Sharmahd, 69, was put to death in Iran on Monday on terrorism charges, which Germany, the U.S. and international rights groups dismissed as a sham trial. The decision to close the Iranian Consulates in Frankfurt, Hamburg and Munich, announced by Foreign Minister Annalena Baerbock, leaves the Islamic Republic with only its embassy in Berlin.
“The execution of a European citizen is seriously harming relations between Iran and the European Union,” EU foreign policy chief Josep Borrell said earlier this week, warning that the EU will now consider “targeted and significant measures” against Iran.
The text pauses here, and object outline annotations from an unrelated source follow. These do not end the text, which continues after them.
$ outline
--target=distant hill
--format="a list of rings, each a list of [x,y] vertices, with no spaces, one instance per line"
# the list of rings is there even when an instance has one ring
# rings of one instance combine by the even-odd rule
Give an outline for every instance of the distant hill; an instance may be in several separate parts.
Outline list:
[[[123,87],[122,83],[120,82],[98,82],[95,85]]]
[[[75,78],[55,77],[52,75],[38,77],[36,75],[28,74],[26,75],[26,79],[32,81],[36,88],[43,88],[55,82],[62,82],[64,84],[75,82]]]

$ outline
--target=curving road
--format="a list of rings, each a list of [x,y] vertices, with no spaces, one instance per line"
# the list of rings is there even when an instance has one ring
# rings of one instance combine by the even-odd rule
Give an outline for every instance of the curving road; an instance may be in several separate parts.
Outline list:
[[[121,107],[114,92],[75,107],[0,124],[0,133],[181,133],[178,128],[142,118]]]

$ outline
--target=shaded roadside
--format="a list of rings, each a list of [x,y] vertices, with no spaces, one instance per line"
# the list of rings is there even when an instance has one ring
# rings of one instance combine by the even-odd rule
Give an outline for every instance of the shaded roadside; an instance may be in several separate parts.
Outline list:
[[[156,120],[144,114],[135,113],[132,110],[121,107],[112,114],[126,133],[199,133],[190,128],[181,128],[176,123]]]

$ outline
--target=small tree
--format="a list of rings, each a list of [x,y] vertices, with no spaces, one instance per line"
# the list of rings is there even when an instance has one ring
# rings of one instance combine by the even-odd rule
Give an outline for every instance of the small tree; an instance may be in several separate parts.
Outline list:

Baerbock noted that the EU had already imposed a new set of sanctions in mid-October, and she is pushing for Iran’s Revolutionary Guard to be put on a list of terror organizations. She accused the Iranian government of knowing “above all the language of blackmail, threat and violence,” and said Berlin will continue its “tireless work” to get other Germans released who are being held in Iran.
Sharmahd was one of several Iranian dissidents abroad in recent years who were either tricked or kidnapped and brought back to Iran. Germany’s decision to shut down all of Iran’s consulates represents a major diplomatic downgrade, signaling the deteriorating relations between the two countries in the wake of this case.